Friday, February 15, 2008

In memoriam: Snowball, 1997(?) - 2008

There were no visible symptoms until it was too late.

Snowball seemed a bit "off"; she was not as active as usual, and she'd lost some weight. It seemed like more than just the stress of a new puppy. I thought it was a mild fever, or a tooth gone bad. I never suspected a massive, inoperable tumor. She was suffering, and failing fast. We spent last weekend keeping her comfortable and saying our good-byes. It was all so sudden, and so gut-wrenchingly sad.
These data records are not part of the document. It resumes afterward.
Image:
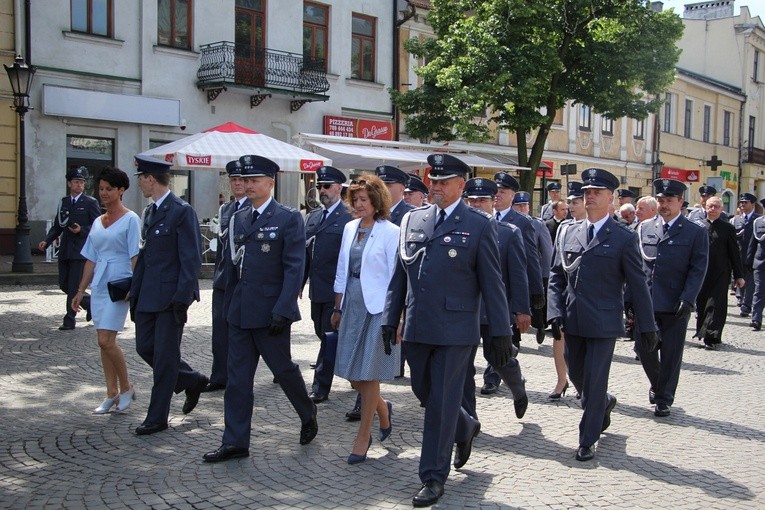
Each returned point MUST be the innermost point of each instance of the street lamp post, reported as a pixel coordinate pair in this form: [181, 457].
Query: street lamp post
[20, 74]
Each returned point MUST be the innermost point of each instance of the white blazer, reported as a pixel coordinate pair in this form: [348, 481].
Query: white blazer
[378, 262]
We adopted Snowball from the SPCA as a young cat, along with a kitten we named Muffin. The kids were also quite young at the time (3 and 6), so the kids and cats have grown up together. The cats moved across the ocean and back, endured quarantine, and weathered the arrival of more family pets. Snowball stood out from all of our pets for many, many reasons:
  • Snowball was sociable. Snowball was a great communicator, both verbally and with her tail. She could say "hello" by holding her tail just so. She liked spending time with the family. One summer we often played baseball in the front yard; she would always join us and be right in the middle of the action.
  • She loved the outdoors. At first we kept her inside, fearing neighborhood traffic. But our house in England had a walled garden, and she enjoyed exploring every inch of it. Our current property was even better. She often took walks with us, exploring the orchard and the pasture. I'm convinced the past four years were her happiest.
  • She was adventuresome. Where most cats will hide or withdraw from new experiences, Snowball seemed to thrive. Her feline curiosity, combined with incredible agility, took her to places most cats only dream of. She could fit into any box, no matter how small. In England, she managed to climb from the garden wall up onto the roof. She also liked to jump from the kitchen counter to the top of the cabinets. From that little space between cabinet and ceiling, she would hold dominion over all.
  • She was an excellent hunter, presenting her prey as a gift to her people. I wasn't so fond of this, but cats will be cats. And she was highly skilled. During her first year with us, when she wasn't allowed outside, she honed her craft on Beanie Babies. Returning from a week's vacation, we found the front hallway strewn with over 30 Beanie Babies and other plush toys from the kids' rooms! I can only imagine what the petsitter thought ...
  • Snowball had exceptional emotional intelligence. When we adopted her, the tag on her SPCA cage read, "loves people and likes to give kisses." And she did; she was affectionate with us from the moment she entered our home. She was also incredibly sensitive to human emotions. If one of the kids was sad, Snowball would pick up on their mood and immediately be at their side, providing comfort. I have never seen anything like it.
Snowball's passing was a devastating blow, partly because of all her redeeming qualities, but also because she had been an integral part of our family as the children moved from toddlers to teenagers. Snowball often appears in the "mental movie" of past events. We didn't know she was ill, but in retrospect there were signs. She seemed to be slowing down a bit. She hadn't jumped on the kitchen counters in quite some time. When the weather was unseasonably warm a few weeks ago, she didn't ask to go outside. I hope that wherever she is now, she is whole, and able to do all of her favorite things.